Moving forward we can use these new techniques to create models which may be able to navigate unseen patient blood vessels, moving us closer to realising the full benefits of robotic MT with autonomous assistance.
Harry Robertshaw, PhD Student.
17 June 2024
Robotics and AI combination has potential to improve safety in emergency stroke surgeries
A new paper by King’s researchers highlights how the use of robots to treat stroke patients autonomously could widen access to time-sensitive emergency procedures.
Cardiovascular diseases are the most common cause of death across Europe, and account for more that 4 million deaths each year. Researchers are exploring how surgical robots guided autonomously by artificial intelligence (AI) could be used to enhance surgery safety and reduce procedure times.
Surgical procedures known as mechanical thrombectomies (MT) have become an established treatment for patients suffering from the blocking of large blood vessels, with rapid intervention increasing the likelihood that a patient will be able to care for themselves independently after a stroke.
The times between the first onset of stroke symptoms until treatment is crucial, as the benefits of MT become more marked the sooner a blood clot is removed.
The initial stage of the MT procedure involves navigating catheters and wires from the groin into the neck vessels, with researchers using computer modelling to show that this step has the potential to be undertaken autonomously using AI navigation.
Describing the analysis undertaken by the research team and the potential of inverse reinforcement learning (IRL) to train new AI models, King’s PhD student Harry Robertshaw said:
"Our research uses AI to show, for the first time, how to autonomously navigate medical instruments from the groin to the neck in blood vessels. This is an important part of MT, which removes clots from blood vessels. We also explored various methods to teach the AI.
"We found that using real-life examples to guide the AI, a technique known as 'inverse reinforcement learning', improves its performance compared to the best current methods.”

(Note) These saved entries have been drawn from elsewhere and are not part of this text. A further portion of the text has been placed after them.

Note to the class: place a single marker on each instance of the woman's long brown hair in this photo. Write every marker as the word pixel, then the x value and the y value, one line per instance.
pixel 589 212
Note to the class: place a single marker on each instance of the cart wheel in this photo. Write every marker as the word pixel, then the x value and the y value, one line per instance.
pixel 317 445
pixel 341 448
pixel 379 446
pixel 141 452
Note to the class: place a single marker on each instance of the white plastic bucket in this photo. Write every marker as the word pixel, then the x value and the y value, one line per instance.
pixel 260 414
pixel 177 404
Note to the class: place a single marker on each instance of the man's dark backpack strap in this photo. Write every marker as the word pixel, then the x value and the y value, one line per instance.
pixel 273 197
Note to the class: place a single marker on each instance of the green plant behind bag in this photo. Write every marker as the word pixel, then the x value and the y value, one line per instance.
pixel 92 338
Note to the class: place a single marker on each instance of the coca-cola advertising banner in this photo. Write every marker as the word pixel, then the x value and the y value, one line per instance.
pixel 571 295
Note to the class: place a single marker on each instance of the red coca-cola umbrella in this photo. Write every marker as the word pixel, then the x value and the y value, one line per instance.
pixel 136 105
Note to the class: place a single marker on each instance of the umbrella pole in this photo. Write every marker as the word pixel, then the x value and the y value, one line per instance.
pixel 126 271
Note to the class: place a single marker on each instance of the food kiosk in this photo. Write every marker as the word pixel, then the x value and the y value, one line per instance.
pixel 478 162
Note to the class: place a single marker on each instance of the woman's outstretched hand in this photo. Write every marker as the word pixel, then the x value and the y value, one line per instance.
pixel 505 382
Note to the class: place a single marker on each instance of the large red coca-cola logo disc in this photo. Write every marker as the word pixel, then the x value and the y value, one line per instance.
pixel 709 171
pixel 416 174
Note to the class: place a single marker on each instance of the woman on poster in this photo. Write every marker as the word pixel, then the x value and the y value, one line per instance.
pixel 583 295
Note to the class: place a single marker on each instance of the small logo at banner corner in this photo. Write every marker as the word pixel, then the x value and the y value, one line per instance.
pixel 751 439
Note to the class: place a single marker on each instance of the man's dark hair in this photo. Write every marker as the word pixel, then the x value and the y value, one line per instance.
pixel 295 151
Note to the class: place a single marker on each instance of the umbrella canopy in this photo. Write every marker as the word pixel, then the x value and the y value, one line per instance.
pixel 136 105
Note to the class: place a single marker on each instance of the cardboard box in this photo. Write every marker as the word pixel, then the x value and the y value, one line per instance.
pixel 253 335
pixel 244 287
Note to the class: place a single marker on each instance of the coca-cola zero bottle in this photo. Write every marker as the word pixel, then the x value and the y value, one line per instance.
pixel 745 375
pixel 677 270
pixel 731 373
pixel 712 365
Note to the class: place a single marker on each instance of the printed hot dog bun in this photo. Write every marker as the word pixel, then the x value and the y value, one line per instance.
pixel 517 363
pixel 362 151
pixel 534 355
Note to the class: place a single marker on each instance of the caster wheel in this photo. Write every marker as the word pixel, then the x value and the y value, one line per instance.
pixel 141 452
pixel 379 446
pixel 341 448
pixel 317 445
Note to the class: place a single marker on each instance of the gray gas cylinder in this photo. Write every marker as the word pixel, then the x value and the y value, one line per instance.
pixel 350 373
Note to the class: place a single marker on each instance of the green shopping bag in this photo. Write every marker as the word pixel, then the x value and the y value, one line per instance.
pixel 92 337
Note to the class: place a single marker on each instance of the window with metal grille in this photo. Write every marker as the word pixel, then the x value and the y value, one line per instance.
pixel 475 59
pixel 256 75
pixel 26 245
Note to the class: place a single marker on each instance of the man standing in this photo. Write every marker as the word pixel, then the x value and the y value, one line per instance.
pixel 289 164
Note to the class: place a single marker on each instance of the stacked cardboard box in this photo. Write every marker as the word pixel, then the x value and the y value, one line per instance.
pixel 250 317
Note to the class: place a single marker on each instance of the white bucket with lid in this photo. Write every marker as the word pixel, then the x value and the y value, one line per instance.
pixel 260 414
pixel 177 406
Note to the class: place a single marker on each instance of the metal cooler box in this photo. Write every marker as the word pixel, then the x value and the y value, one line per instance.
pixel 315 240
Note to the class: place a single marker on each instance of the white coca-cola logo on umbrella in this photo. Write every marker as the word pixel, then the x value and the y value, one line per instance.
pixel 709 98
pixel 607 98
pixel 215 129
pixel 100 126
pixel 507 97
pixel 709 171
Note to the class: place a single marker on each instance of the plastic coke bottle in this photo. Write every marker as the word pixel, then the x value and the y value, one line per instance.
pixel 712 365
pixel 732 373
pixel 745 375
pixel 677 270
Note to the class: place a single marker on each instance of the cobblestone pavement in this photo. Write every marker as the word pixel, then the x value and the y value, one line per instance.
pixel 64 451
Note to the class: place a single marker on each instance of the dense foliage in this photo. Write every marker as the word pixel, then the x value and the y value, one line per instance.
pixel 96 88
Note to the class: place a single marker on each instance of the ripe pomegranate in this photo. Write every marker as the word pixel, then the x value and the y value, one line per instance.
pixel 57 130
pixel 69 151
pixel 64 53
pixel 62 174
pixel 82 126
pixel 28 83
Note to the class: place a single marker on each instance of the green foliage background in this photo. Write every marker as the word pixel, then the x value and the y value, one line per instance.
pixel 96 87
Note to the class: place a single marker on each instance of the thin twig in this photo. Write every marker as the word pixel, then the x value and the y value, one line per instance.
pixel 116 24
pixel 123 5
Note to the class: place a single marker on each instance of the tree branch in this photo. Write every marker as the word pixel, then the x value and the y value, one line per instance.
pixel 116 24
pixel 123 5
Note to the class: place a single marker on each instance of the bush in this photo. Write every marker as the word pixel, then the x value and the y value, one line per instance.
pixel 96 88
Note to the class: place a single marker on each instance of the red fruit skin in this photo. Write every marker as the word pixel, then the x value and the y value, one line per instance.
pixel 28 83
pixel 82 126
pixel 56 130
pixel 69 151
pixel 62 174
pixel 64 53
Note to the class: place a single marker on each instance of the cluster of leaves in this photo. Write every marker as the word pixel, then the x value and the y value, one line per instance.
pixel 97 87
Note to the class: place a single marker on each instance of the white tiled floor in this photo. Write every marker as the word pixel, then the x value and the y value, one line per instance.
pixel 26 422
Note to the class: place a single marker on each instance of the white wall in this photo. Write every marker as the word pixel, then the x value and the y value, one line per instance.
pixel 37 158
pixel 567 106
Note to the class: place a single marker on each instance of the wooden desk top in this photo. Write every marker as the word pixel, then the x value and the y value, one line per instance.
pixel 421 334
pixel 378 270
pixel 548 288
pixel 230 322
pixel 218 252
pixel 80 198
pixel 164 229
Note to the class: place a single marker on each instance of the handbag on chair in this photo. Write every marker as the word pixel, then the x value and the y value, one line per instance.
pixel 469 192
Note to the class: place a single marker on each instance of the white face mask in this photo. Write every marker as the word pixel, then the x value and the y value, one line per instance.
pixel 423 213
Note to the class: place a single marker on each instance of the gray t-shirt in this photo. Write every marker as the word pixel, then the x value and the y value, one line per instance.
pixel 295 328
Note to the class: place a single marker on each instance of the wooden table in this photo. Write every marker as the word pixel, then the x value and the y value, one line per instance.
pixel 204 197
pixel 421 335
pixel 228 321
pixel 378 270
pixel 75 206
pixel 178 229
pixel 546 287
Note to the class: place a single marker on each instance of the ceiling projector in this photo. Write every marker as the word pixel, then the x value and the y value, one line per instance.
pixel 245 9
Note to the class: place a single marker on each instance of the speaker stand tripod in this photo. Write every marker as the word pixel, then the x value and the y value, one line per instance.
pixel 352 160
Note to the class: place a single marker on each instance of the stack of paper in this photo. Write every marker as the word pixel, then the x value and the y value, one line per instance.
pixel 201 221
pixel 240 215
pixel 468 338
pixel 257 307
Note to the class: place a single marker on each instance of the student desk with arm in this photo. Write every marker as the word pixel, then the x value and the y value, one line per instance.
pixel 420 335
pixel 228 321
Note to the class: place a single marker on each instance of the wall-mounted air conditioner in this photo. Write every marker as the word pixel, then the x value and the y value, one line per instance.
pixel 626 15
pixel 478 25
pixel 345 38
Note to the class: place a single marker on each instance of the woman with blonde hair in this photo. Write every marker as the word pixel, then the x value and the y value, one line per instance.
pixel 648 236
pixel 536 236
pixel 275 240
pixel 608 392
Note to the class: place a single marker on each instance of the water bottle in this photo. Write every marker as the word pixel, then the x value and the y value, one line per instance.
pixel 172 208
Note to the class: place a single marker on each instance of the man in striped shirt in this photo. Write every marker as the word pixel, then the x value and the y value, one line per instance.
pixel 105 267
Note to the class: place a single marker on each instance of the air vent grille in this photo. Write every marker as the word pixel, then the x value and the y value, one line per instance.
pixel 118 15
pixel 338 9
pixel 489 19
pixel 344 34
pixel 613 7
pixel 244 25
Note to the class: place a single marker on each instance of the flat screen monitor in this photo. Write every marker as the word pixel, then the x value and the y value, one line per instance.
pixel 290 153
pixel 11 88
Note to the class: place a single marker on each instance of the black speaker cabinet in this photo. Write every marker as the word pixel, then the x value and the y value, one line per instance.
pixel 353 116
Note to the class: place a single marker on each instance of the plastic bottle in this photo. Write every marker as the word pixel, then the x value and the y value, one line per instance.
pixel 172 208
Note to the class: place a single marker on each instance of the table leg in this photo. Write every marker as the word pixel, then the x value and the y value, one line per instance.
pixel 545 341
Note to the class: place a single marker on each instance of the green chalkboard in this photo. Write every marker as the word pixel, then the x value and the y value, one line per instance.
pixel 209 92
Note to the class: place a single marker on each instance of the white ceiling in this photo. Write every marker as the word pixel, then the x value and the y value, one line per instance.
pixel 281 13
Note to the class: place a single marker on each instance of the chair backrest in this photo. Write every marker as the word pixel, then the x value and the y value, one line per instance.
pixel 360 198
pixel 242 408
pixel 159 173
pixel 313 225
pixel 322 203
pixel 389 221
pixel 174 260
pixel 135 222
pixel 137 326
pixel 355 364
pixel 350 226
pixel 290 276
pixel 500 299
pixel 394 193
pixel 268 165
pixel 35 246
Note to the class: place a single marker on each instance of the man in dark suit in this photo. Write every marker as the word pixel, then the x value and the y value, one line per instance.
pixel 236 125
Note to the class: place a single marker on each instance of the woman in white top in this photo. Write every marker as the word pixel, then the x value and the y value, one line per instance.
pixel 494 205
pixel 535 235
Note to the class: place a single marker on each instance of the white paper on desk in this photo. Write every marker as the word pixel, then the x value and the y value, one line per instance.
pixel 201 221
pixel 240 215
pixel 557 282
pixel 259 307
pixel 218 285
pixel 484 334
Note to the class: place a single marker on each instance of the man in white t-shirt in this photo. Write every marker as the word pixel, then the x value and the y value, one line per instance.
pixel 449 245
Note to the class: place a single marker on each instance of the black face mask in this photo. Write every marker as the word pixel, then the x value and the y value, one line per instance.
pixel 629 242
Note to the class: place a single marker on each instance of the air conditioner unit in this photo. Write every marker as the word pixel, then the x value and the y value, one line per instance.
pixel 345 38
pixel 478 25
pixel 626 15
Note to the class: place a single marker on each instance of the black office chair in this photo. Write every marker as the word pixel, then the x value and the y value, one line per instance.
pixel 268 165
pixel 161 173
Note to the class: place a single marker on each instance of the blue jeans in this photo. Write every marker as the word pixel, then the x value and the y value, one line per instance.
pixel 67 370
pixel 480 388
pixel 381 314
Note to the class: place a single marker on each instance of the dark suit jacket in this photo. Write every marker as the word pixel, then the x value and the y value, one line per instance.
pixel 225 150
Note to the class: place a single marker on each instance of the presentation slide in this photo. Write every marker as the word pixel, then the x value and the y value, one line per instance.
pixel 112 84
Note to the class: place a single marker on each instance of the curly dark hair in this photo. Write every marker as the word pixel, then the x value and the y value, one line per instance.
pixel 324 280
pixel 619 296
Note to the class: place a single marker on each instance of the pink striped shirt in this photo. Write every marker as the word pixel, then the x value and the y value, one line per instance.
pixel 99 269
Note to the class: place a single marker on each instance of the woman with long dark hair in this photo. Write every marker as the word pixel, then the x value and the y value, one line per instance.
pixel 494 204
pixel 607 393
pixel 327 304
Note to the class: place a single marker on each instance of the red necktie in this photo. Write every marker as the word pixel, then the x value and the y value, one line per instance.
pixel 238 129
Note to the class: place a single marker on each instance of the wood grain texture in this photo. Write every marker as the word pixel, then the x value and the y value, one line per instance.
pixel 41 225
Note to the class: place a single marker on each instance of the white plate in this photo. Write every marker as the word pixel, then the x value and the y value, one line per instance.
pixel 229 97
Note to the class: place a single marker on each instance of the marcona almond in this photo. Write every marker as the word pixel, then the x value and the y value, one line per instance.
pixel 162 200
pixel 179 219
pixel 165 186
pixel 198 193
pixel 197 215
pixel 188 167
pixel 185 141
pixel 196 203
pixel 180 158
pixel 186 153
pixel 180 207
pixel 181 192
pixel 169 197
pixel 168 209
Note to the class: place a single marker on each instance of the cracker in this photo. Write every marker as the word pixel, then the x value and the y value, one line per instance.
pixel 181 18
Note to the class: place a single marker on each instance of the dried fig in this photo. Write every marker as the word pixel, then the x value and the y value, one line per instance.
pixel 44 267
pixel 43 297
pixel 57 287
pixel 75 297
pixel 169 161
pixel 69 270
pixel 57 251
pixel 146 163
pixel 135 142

Our work is another step forwards towards improved procedural accessibility and precision of autonomous endovascular navigation tasks. For mechanical thrombectomy, the work plausibly lays the foundation for potentially transformative patient care - for example by treating patients more safely by using AI assistive navigation technologies.
Dr Thomas Booth, Reader in Neuroimaging, School of Biomedical Engineering & Imaging Sciences.